The current roster of restaurant pastry chefs is strong and the desserts outstanding. For those with a craving for sweets that pull from childhood candies, Maurepas Foods (3200 Burgundy St.) pastry chef Jessica Stokes rolls out cookie sandwiches with mint chocolate ice cream; ranger bites ($7); and a “Frozen Candy Bar” of chocolate, caramel, vanilla wafers, honey, and peanuts ($9).

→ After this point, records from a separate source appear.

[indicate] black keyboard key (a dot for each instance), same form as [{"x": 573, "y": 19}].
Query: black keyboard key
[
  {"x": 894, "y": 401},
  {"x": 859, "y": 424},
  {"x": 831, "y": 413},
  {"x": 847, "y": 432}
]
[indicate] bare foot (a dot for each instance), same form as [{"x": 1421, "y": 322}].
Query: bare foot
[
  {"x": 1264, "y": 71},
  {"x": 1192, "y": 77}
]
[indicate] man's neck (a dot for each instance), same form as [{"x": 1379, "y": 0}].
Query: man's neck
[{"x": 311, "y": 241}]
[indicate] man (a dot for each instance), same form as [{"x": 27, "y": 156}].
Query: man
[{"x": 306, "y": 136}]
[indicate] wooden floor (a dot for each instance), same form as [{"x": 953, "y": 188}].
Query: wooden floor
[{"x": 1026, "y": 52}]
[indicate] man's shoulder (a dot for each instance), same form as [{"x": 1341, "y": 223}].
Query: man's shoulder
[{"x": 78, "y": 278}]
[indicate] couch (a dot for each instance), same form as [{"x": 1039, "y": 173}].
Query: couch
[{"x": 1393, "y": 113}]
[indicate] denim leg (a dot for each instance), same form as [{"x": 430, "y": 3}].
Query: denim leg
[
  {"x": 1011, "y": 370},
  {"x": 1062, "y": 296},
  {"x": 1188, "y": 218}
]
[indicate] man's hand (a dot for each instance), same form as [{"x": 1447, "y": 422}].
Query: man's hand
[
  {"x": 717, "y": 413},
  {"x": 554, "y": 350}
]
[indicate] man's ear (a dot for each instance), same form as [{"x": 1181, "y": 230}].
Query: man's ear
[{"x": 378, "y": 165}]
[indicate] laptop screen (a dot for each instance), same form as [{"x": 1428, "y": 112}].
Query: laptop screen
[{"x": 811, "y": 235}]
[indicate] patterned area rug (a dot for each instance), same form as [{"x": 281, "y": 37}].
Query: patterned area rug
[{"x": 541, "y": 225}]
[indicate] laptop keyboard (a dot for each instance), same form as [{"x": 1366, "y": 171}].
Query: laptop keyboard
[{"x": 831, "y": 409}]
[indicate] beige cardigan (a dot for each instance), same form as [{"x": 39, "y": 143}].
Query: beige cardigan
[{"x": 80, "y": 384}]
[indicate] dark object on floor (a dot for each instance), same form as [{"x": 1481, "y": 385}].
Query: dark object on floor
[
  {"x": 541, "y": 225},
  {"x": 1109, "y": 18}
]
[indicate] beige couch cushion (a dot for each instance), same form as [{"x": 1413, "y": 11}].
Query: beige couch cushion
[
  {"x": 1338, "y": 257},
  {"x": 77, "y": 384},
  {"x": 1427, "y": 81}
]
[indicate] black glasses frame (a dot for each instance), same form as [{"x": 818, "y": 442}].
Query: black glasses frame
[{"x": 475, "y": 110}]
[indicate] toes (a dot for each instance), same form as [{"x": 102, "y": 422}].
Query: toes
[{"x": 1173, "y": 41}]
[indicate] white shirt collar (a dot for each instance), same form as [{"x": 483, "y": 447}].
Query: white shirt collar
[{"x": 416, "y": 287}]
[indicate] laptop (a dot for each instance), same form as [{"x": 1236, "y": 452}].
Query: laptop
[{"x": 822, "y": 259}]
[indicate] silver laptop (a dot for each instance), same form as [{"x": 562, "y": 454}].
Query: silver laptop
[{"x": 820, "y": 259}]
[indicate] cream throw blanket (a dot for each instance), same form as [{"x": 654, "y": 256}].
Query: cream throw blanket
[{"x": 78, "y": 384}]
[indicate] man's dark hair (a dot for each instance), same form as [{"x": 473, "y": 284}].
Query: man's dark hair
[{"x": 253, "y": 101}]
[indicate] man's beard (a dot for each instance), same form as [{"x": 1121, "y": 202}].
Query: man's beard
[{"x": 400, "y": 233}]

At white-linen and upscale casual restaurants, the desserts can range from simple to head-spinning. A fat slice of pie (cream or fruit) is the focal point of the dessert side of Noodle & Pie (741 State St.). Pastry chef Bronwen Wyatt (La Petite Grocery, 4238 Magazine St., New Orleans) does a butterscotch pudding so popular it is a dessert menu staple. And at Domenica (123 Baronne St.), pastry chef Lisa White creates a “Banana Zuppa Inglese” composed of banana cake, bananas, crema cotta mousse and peanut brittle ($10).

Pastry chef Zak Miller at Coquette (2800 Magazine St.) frequently shifts his dessert offerings. Recently, a chocolate pudding wove in the flavors and textures of sea salt ice cream and andouille caramel ($10); but there may also be straightforward ice cream sandwiches with homemade cookies and fruit compotes, or cheesecakes to devour.

At Patois (6078 Laurel St.) pastry chef Lisa Gustafson serves vanilla bean panna cotta with a strawberry coconut soup, basil syrup, crème fraiche and pop rocks ($10). When figs were in season she offered a grilled fig, Frangelico ice cream and sweet cream reduction with her own honey-hazelnut granola.

As the trend for tantalizing dessert menus continues, and clever pastry chefs keep blending the nostalgic with the new, there may be no need to save room for sweets — because we’ll be ordering dessert first.